Representantes da Conferência Nacional dos Bispos do Brasil (CNBB) apresentaram ao Tribunal Superior Eleitoral (TSE) na manhã desta quinta-feira (6) a “Campanha Voto Consciente - Eleições 2012”. Somada à campanha “Voto Limpo”, do TSE, a iniciativa lançada pela CNBB tem a finalidade de contribuir com orientações aos fiéis e a todos os cidadãos “firmadas na ética e na cidadania à luz do Evangelho”. 

Corresponsabilidade

Em nome do TSE, a presidente da Corte, ministra Cármen Lúcia Antunes Rocha, agradeceu à CNBB, “que cumpre um papel histórico no Brasil no sentido de fazer com que a cidadania seja respeitada”. “Me sinto honrada de, representando o TSE, estar junto com a CNBB nessa caminhada por um Brasil em que cada um assuma a responsabilidade com a sua história e, principalmente, com a história que é de todos”, disse a ministra.

Para a ministra, é necessário que, nestas eleições, seja enfatizada a questão da cidadania responsável. “Precisamos não apenas de bons candidatos ou que a sociedade possa acreditar no processo eleitoral, mas que cada cidadão seja autor de sua história no sentido da responsabilidade com o outro”, frisou, ressaltando que se o eleitor conhecer o candidato e o motivo da escolha, ele se tornará corresponsável pela administração de sua cidade.

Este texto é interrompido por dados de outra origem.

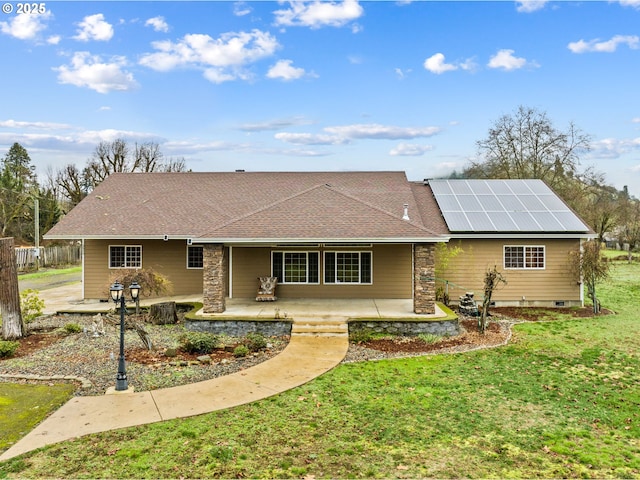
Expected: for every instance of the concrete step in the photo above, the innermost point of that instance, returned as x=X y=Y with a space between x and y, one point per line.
x=319 y=327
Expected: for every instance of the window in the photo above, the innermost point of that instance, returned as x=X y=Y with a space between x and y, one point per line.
x=296 y=267
x=347 y=267
x=125 y=256
x=523 y=257
x=195 y=256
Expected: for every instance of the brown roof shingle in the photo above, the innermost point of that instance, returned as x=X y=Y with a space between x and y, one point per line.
x=254 y=206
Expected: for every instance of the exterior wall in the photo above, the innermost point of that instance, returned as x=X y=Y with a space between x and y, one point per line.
x=392 y=267
x=526 y=287
x=168 y=258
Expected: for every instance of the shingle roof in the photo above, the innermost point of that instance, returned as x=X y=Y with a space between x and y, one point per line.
x=252 y=206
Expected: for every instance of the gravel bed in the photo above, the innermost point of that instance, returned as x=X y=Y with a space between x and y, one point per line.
x=82 y=355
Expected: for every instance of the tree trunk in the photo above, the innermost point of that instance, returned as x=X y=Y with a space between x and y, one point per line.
x=163 y=313
x=13 y=326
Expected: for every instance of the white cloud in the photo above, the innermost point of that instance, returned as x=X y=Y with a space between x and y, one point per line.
x=90 y=71
x=436 y=64
x=607 y=46
x=274 y=124
x=219 y=59
x=310 y=139
x=240 y=9
x=94 y=27
x=376 y=131
x=410 y=150
x=528 y=6
x=613 y=147
x=630 y=3
x=285 y=71
x=37 y=125
x=506 y=60
x=25 y=27
x=158 y=24
x=318 y=13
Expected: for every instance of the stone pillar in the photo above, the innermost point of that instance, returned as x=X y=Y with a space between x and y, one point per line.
x=424 y=283
x=213 y=278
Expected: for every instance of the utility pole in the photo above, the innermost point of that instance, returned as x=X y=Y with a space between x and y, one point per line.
x=36 y=230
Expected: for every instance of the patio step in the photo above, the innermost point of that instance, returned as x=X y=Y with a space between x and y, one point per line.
x=319 y=327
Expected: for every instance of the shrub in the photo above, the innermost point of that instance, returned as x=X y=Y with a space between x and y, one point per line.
x=198 y=342
x=429 y=338
x=31 y=305
x=7 y=348
x=255 y=342
x=72 y=328
x=151 y=282
x=240 y=351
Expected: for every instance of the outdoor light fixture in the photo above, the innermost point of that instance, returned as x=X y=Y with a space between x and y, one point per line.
x=117 y=295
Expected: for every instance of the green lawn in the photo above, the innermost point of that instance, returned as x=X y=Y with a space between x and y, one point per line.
x=561 y=400
x=22 y=407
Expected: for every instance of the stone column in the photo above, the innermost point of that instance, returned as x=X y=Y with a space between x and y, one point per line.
x=213 y=278
x=424 y=283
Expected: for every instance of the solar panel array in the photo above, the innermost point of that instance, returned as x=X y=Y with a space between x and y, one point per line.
x=503 y=206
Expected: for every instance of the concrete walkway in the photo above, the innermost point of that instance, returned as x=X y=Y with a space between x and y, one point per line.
x=305 y=358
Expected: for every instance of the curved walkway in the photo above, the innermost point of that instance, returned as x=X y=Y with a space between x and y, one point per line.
x=305 y=358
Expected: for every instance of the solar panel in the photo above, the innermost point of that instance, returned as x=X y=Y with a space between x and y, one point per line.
x=503 y=206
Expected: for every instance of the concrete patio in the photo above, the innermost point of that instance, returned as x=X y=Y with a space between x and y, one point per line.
x=68 y=299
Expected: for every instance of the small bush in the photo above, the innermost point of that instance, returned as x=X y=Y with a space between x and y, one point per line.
x=198 y=342
x=31 y=305
x=255 y=342
x=71 y=328
x=240 y=351
x=429 y=338
x=8 y=349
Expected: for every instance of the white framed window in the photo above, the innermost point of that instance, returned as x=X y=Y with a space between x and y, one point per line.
x=125 y=256
x=348 y=267
x=195 y=257
x=296 y=267
x=524 y=257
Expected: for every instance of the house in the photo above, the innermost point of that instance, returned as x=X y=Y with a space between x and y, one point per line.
x=322 y=234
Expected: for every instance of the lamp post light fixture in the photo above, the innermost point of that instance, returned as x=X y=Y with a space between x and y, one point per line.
x=117 y=295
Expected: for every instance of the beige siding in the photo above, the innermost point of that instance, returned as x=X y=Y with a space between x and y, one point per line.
x=168 y=258
x=554 y=283
x=392 y=275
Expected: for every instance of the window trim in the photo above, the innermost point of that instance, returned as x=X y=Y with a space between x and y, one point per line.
x=126 y=247
x=335 y=267
x=306 y=252
x=525 y=265
x=201 y=247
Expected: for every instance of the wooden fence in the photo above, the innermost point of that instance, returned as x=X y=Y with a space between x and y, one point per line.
x=49 y=256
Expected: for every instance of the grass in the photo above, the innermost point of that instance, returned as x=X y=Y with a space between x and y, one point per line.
x=22 y=407
x=561 y=400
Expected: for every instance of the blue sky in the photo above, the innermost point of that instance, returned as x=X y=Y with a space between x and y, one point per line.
x=350 y=85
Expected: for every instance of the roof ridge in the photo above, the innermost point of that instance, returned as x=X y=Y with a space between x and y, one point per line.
x=334 y=190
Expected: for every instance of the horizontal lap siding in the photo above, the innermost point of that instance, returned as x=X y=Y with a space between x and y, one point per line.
x=168 y=258
x=554 y=283
x=392 y=274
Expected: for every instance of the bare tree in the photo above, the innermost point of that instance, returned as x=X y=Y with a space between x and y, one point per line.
x=492 y=280
x=112 y=157
x=592 y=267
x=13 y=326
x=527 y=145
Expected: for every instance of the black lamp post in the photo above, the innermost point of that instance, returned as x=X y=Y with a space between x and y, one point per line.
x=117 y=295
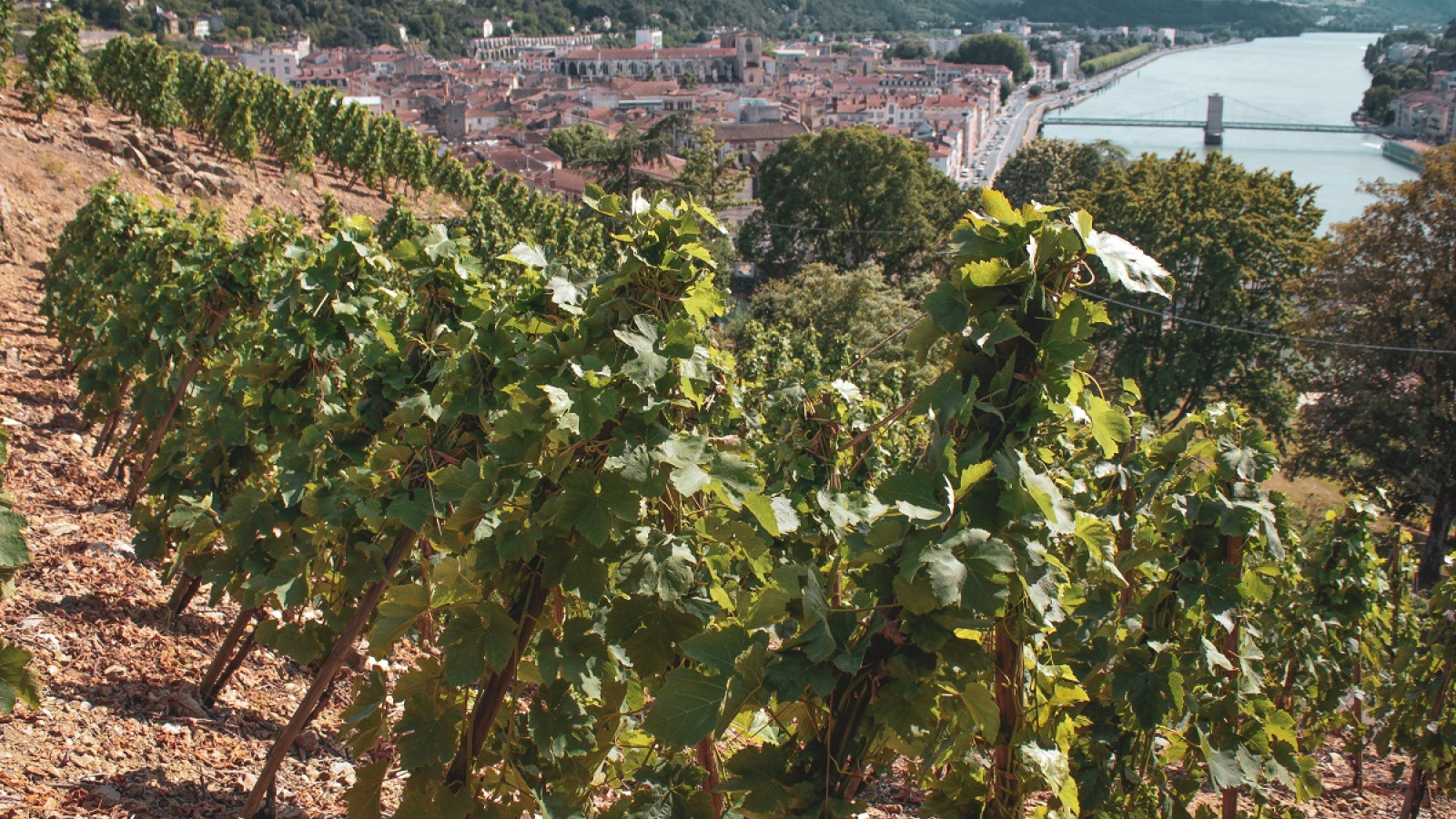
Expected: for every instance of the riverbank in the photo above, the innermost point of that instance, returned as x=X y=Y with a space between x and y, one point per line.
x=1317 y=79
x=1091 y=87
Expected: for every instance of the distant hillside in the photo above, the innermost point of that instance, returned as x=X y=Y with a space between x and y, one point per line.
x=1378 y=15
x=448 y=25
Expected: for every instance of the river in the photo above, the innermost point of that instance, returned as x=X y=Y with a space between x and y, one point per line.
x=1315 y=79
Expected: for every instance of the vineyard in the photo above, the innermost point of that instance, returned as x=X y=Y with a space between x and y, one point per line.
x=492 y=484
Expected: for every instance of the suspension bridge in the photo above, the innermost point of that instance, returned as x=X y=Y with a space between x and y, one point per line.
x=1213 y=123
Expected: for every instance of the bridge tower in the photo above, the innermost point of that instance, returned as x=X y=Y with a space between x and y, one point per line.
x=1213 y=127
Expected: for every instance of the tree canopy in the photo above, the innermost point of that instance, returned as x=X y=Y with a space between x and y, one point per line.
x=994 y=50
x=849 y=197
x=1052 y=171
x=1238 y=244
x=635 y=159
x=842 y=314
x=909 y=48
x=1387 y=419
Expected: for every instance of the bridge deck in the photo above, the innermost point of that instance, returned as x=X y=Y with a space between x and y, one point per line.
x=1201 y=124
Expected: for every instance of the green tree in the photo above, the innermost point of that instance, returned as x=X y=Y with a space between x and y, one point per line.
x=844 y=314
x=849 y=197
x=571 y=143
x=909 y=48
x=1238 y=244
x=56 y=66
x=994 y=50
x=1052 y=171
x=1376 y=104
x=621 y=164
x=1387 y=417
x=710 y=174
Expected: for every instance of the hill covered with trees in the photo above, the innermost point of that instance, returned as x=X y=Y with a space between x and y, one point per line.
x=448 y=26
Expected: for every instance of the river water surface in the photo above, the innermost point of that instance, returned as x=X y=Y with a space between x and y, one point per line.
x=1314 y=79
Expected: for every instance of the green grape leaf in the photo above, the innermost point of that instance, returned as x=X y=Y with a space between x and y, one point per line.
x=686 y=707
x=398 y=612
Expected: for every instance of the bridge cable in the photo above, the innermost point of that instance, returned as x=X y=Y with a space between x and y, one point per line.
x=1280 y=116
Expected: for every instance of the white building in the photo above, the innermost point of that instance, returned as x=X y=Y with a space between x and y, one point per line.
x=278 y=60
x=648 y=38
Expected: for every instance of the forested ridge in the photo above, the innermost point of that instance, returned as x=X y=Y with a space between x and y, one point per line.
x=449 y=25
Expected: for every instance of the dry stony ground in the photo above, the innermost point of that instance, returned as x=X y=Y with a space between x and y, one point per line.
x=120 y=732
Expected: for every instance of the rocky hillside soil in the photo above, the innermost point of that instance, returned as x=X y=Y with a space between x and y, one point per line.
x=121 y=732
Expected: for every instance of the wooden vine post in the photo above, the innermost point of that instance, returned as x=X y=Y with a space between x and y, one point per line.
x=223 y=663
x=328 y=671
x=1230 y=649
x=188 y=373
x=497 y=683
x=1420 y=778
x=1006 y=797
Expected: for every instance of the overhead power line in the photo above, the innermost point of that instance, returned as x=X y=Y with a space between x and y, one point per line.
x=1269 y=334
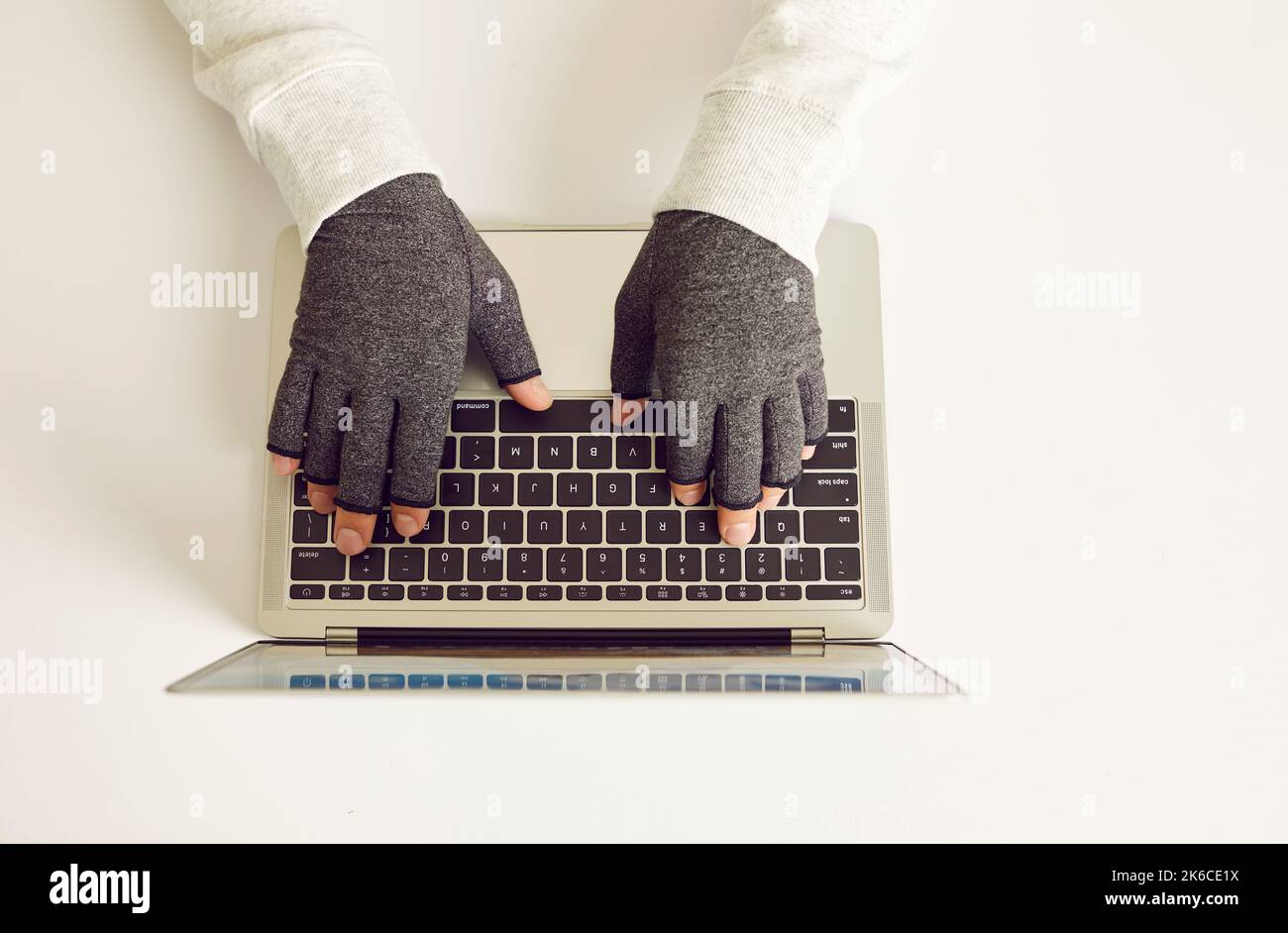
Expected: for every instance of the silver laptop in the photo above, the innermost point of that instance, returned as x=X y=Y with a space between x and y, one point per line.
x=550 y=533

A ministra Cármen Lúcia salientou que todas as campanhas que esclareçam ao cidadão o seu papel e que incentivem um conhecimento melhor dos candidatos, “são campanhas muito bem-vindas para a democracia brasileira e, especialmente, para o TSE”. “O TSE tem o dever de possibilitar ao cidadão todos os caminhos para que lhes garanta eleição com moralidade, lisura, probidade dos candidatos, de tal forma que tenhamos uma sociedade que o presente seja melhor e a política seja restabelecida nos seus valores de maior ênfase, para a garantia de que se cumpra o papel que a ela é dada, ou seja, de um Estado no qual todos os cargos sejam ocupados por pessoas habilitadas não apenas profissionalmente, tecnicamente, mas eticamente para garantir a representação”, disse.

CNBB

O secretário-geral da CNBB, Dom Leonardo Ulrich Steiner, afirmou que a CNBB sempre se pronuncia em época de eleição, “mas esse momento de trabalho em comum é único”. “São iniciativas cidadãs dessa natureza que ajudarão a tornar as eleições limpas e a recuperar a política que, do ponto de vista da ética, significa o conjunto de ações pelas quais os homens buscam uma forma de convivência entre os indivíduos, grupos, nações que ofereça condições para a realização do bem comum", ressaltou, ao agradecer a oportunidade.

Segundo ele, esta participação da igreja na vida política do país “tem sua razão mais profunda na consciência evangélica de sua missão”. “A campanha que lançamos neste momento quer contribuir exatamente para a recuperação da política como a construção do bem comum, recolocando-a no patamar do qual jamais deveria ter saído”, avaliou.

Dom Leornardo disse ser evidente que a Lei da Ficha Limpa sozinha não é suficiente para alcançar esta meta. “A ela devem se somar outras leis e iniciativas que façam desta meta uma obstinação de todos que prezam pela ética e pela justiça no trato das coisas públicas”, concluiu.

Vídeos e spots

A campanha da CNBB tem a parceria do Núcleo de Estudos Sociopolíticos da Arquidiocese de Belo Horizonte, responsável pelos vídeos que serão veiculados, especialmente nas emissoras católicas de TV. Com temas variados, os vídeos, intitulados “Voto na cidade”, ajudam o eleitor a tomar consciência da importância de sua participação na vida política de seu município.

Além dos vídeos, foram produzidos spots para rádios, que deverão ser veiculados nas rádios de inspiração católica, e um texto com indicações de cinco modos de agir para que o voto consciente ajude a construir cidadania.